Flamengo: “Se ficar um ano sem título renuncio” afirma Marcelo Vargas

Wellington Serrano –

A cidade de Niterói, que tem tradição em ser celeiro de artistas e esportista, agora tem um morador de São Francisco, na Zona Sul, que é candidato a Presidência do Clube de Regatas do Flamengo. O advogado Marcelo Vargas, de 44 anos, que se intitula “o Bolsonaro da Gávea”, respira o pleito que terá definição no próximo dia oito de dezembro, e embora o cenário ainda seja incerto, mesmo com o início da definição de nomes surjiram e alianças que são costuradas ele já desponta com uma proposta desafiadora pela Chapa Branca.

O cenário começa a se desenhar. Nessa semana terça, Marcelo Vargas esteve na redação de A TRIBUNA para apontar os rumos que o rubro-negro vai tomar com a sua gestão. O seu nome é bem-visto até pela sucessão. No pleito, com Bandeira e Márcio Braga, Ricardo Lomba, vai concorrer pela Chapa Rosa, Rodolfo Landim vai pela Chapa Roxa. O vice-geral Maurício Gomes de Mattos também é pré-candidato. Marcos Bráz é outro que tem influência e pode concorrer. Candidato em 2015, Cacau Cotta deve vir novamente.

Membro do Conselho Deliberativo há 10 anos e ex-presidente da torcida organizada Jovem Fla, Vargas fez críticas a situação e ao que chamou de “situação paralela”, referindo-se ao grupo de Rodolfo Landim. Ele antecipou que seu vice-presidente geral Mauro Serra será seu vice de futebol – Serra é ex-diretor do clube. Também um supervisor para o futebol, Guilherme Kroll.

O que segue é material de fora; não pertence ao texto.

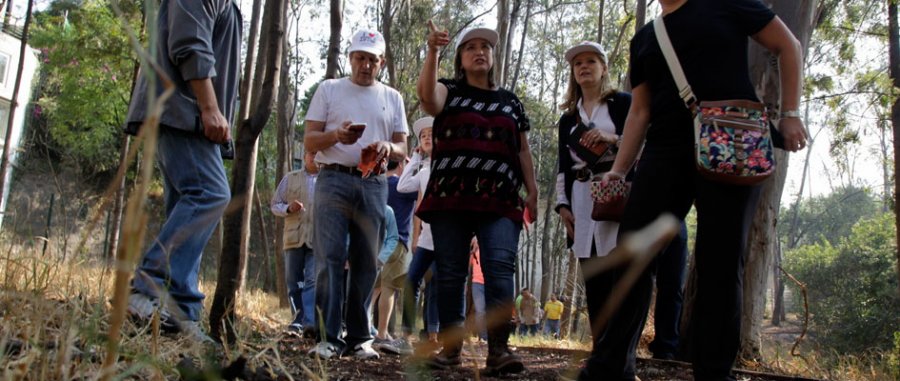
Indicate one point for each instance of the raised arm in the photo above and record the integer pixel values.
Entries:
(432, 94)
(779, 40)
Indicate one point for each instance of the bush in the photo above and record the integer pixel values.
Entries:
(852, 286)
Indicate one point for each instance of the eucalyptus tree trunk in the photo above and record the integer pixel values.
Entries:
(799, 16)
(515, 78)
(894, 63)
(386, 23)
(600, 21)
(503, 13)
(334, 41)
(232, 261)
(14, 101)
(284, 122)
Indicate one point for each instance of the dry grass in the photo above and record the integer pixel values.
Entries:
(54, 317)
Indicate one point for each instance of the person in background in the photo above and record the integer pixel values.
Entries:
(590, 102)
(478, 292)
(293, 201)
(481, 161)
(529, 314)
(393, 260)
(553, 313)
(199, 50)
(667, 179)
(414, 179)
(346, 117)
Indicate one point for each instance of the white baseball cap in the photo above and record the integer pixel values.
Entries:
(421, 124)
(583, 47)
(369, 41)
(489, 35)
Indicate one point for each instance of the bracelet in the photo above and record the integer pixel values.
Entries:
(790, 114)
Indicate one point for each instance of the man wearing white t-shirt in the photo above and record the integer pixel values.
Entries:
(345, 117)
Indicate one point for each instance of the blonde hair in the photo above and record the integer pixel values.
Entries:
(574, 93)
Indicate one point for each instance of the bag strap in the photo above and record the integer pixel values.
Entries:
(684, 88)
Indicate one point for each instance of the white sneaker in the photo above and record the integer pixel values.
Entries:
(363, 351)
(192, 331)
(141, 306)
(324, 350)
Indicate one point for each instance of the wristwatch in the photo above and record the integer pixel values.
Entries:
(790, 114)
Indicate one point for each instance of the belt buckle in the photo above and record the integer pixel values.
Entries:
(583, 174)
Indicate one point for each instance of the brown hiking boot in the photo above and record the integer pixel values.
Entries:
(501, 360)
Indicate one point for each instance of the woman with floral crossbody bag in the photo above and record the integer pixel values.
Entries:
(710, 38)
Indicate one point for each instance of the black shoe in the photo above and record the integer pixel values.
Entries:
(669, 356)
(447, 358)
(503, 362)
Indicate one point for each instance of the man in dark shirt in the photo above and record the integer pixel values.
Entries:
(199, 49)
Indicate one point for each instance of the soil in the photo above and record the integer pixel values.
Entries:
(541, 364)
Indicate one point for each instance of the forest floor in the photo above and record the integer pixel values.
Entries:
(542, 364)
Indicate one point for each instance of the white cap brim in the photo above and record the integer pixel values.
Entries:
(489, 35)
(584, 48)
(421, 124)
(372, 50)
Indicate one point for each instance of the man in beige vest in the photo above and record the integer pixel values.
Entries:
(293, 201)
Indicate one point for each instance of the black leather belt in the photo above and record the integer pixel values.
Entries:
(585, 174)
(343, 169)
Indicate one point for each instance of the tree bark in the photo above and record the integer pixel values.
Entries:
(894, 63)
(252, 45)
(285, 125)
(600, 21)
(14, 101)
(387, 21)
(334, 42)
(232, 261)
(500, 50)
(7, 15)
(515, 78)
(762, 240)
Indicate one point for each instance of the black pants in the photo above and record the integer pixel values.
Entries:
(667, 181)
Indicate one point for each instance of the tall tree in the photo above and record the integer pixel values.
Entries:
(231, 263)
(799, 16)
(14, 101)
(334, 41)
(894, 62)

“Não vai ter panela do futebol na minha gestão. Também não vou ficar em vestiário fazendo oração. Não vou ser amigo de jogador, por que vou fazer uma cobrança hierárquica. Não dá para o Clube, só em 2017, arrecadar R$ 650 milhões e gastar R$ 350 milhões. Não vai ter suplementação orçamentária. ‘Vai ter que fazer time campeão com isso aqui’. Vamos gastar o que está orçado. E tem mais: se eu ficar um ano sem ganhar título vou renunciar. Se não ganhar a Libertadores em três anos não disputo à reeleição” prometeu Vargas.

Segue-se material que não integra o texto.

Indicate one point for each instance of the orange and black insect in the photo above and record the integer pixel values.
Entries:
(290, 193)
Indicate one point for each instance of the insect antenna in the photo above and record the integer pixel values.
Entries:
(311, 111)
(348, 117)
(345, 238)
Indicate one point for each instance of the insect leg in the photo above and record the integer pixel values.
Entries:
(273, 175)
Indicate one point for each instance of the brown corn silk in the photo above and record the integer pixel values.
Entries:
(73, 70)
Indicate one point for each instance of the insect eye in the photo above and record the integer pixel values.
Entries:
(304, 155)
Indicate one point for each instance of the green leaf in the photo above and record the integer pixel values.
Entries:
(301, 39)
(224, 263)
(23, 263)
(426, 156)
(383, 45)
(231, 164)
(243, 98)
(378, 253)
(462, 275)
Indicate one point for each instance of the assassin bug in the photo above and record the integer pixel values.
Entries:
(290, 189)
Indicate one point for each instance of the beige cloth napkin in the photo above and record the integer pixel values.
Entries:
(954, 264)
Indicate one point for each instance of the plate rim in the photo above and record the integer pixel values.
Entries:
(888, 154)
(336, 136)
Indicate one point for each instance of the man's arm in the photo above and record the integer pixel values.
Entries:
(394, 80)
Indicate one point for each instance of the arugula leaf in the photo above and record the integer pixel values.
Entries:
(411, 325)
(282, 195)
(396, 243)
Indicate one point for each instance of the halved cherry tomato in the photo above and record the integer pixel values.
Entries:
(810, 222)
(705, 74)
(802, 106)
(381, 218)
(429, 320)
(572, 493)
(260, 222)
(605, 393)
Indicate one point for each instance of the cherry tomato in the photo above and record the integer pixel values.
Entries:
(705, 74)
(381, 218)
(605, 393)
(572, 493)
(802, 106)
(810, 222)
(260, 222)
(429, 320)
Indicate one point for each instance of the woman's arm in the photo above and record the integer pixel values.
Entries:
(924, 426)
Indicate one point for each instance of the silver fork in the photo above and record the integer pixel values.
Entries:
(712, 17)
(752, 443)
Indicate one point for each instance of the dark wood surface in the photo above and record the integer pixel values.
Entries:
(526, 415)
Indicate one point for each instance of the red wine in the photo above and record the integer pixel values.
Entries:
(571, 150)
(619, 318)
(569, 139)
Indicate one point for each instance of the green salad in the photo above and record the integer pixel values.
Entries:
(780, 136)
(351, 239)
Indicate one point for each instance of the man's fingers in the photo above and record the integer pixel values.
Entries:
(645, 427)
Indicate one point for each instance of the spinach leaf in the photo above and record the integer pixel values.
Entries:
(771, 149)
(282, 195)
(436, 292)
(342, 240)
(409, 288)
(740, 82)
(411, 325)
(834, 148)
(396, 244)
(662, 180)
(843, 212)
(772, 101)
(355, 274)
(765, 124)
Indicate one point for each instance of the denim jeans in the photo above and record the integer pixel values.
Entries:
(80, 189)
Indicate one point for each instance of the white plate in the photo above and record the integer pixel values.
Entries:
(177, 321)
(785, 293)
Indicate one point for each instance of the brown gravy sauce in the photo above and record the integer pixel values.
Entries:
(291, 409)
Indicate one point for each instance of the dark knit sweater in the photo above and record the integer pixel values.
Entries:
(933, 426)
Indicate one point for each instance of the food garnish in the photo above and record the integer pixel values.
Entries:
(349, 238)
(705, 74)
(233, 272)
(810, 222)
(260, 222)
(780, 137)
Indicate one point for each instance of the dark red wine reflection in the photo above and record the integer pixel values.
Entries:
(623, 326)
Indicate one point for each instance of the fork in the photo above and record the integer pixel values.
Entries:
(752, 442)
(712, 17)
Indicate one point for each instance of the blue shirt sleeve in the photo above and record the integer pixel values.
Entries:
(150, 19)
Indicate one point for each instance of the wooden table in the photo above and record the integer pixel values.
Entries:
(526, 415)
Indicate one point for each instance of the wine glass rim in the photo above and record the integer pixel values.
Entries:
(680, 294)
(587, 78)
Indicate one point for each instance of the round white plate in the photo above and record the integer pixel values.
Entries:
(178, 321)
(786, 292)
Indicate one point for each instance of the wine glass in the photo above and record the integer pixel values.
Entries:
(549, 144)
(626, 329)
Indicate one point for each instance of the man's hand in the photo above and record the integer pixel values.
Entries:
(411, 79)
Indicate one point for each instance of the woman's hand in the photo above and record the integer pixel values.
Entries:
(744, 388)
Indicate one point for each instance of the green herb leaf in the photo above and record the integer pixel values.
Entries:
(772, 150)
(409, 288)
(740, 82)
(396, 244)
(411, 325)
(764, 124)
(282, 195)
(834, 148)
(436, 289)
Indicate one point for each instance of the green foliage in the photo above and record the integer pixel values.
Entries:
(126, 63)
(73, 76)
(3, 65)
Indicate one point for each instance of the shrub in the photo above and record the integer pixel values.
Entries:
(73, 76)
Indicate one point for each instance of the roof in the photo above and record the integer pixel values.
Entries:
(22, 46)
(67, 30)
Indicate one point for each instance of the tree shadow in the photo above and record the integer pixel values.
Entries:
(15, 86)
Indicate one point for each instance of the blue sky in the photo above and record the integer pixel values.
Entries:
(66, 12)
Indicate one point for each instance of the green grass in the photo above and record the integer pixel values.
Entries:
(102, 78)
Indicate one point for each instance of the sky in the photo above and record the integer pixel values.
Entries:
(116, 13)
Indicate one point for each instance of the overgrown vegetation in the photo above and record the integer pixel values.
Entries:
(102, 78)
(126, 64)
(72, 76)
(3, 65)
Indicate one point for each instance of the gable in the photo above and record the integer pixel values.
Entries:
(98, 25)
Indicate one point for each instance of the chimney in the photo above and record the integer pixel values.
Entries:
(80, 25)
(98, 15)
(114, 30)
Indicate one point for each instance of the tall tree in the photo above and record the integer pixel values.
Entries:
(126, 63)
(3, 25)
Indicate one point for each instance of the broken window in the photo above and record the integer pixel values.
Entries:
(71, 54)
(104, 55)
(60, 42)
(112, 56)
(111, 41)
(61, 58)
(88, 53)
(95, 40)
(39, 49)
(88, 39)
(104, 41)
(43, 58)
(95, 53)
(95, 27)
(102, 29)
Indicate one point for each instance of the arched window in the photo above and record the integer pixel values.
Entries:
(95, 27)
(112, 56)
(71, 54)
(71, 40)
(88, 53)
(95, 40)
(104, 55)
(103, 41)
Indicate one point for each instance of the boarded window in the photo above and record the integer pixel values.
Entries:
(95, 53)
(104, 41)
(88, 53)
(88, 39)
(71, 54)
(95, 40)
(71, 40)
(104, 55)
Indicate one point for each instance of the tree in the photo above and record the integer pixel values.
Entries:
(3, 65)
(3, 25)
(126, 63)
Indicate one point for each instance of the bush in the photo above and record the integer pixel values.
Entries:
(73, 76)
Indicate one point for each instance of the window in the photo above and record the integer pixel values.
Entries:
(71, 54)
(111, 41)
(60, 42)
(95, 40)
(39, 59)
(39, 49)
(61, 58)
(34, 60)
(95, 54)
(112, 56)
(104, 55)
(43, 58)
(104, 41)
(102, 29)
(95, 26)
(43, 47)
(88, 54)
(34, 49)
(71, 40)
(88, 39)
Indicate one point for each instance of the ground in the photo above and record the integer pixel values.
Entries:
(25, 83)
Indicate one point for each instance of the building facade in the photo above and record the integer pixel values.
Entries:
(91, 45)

Do grupo “Fla Tradição” Vargas está no Flamengo há anos, seu pai era sócio patrimonial. “Fiz escolinha do Zico e depois enveredei para as arquibancadas. Fui presidente da Torcida Jovem do Flamengo e vivi o Flamengo a minha vida toda”, declarou.

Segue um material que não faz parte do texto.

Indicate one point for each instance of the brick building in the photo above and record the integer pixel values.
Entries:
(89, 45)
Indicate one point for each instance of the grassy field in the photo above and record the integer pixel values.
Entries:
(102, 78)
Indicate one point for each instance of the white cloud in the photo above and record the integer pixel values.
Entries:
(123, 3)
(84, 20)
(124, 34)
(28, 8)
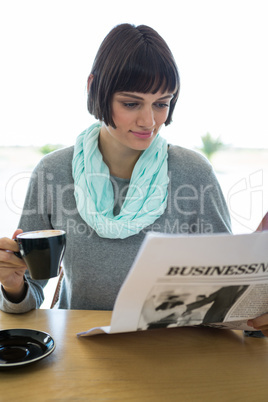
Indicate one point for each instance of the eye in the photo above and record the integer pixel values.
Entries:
(130, 105)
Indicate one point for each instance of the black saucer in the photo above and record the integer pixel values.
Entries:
(24, 346)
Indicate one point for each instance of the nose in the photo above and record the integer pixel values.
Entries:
(146, 118)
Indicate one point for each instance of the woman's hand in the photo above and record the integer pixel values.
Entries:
(12, 268)
(260, 323)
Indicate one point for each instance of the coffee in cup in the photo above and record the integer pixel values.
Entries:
(42, 251)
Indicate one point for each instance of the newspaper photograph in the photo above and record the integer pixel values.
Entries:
(199, 280)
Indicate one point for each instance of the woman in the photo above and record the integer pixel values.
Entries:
(119, 181)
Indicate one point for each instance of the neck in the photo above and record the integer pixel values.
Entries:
(119, 159)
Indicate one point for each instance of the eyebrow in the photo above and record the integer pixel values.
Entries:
(128, 95)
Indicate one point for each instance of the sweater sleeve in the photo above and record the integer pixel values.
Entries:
(35, 216)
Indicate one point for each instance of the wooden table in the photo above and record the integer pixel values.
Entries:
(179, 364)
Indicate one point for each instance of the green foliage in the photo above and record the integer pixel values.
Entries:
(46, 149)
(210, 145)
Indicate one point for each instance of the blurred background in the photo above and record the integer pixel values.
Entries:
(47, 50)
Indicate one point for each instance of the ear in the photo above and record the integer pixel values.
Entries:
(89, 81)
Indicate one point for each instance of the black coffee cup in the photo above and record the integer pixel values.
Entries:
(42, 251)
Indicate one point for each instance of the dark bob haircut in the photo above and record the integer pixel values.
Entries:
(131, 59)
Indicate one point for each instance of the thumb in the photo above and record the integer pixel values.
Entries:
(18, 231)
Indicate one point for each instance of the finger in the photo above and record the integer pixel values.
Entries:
(8, 244)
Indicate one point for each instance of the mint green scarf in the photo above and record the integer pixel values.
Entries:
(146, 197)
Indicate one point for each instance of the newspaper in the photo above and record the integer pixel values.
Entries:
(211, 280)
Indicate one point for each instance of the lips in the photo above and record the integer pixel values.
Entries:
(143, 134)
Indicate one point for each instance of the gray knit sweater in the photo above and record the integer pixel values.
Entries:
(95, 267)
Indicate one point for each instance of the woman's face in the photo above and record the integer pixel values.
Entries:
(138, 117)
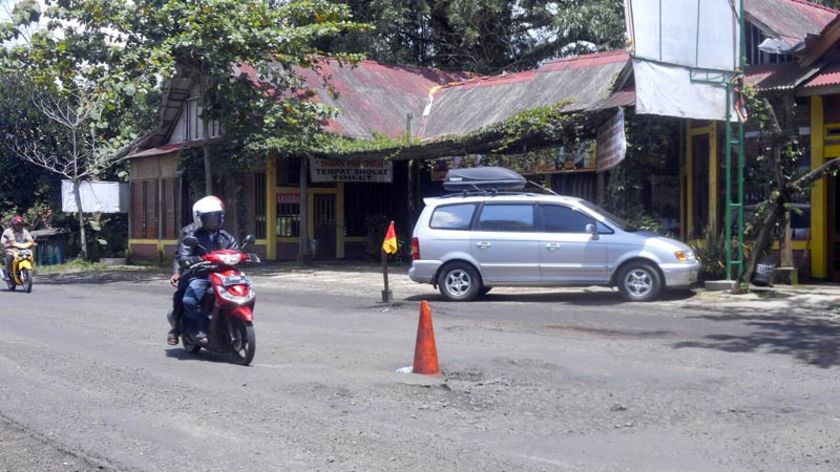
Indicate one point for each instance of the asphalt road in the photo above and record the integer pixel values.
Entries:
(533, 381)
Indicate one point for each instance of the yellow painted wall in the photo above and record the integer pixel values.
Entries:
(819, 194)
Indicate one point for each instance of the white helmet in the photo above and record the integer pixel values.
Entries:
(208, 206)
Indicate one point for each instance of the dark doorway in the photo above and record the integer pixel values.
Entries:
(700, 188)
(325, 225)
(834, 228)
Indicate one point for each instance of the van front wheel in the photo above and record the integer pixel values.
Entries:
(459, 282)
(639, 282)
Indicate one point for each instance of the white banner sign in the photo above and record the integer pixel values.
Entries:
(357, 171)
(670, 91)
(700, 34)
(612, 142)
(97, 197)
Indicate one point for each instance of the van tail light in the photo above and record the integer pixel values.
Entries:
(415, 249)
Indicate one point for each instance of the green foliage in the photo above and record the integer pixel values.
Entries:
(484, 36)
(652, 143)
(712, 254)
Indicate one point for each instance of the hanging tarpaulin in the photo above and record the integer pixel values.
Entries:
(97, 197)
(700, 34)
(611, 142)
(671, 91)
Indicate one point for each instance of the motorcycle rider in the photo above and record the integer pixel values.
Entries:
(180, 286)
(16, 234)
(208, 216)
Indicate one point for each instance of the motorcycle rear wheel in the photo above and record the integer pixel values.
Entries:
(243, 341)
(26, 280)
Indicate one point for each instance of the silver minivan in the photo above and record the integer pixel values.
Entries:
(467, 244)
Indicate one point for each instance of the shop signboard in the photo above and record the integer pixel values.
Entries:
(578, 156)
(351, 171)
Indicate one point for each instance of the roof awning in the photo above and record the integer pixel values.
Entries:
(828, 77)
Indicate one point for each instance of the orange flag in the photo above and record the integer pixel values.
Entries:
(389, 245)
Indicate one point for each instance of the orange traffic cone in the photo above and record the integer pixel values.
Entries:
(425, 351)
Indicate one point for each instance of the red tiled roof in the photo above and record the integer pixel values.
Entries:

Na política do Clube há mais de 10 anos o niteroiense tem orgulho de dizer que é o único candidato que já é presidente de Clube. “Sou o único candidato presidente do Copaleme Praia Clube e no Fla são 10 anos de Conselho Fiscal, oito anos como membro do Conselho Deliberativo e acompanhamos as últimas administrações. A segunda gestão do Márcio Braga, a da Patricia Amorim e o primeiro mandato do Eduardo Bandeira de Mello. Podemos ver os pontos positivos de cada administração, seja do Márcio, da Patricia e do Bandeira. Não chegamos agora no Flamengo, conhecemos os pontos prós e contras de cada um”, avisou o candidato.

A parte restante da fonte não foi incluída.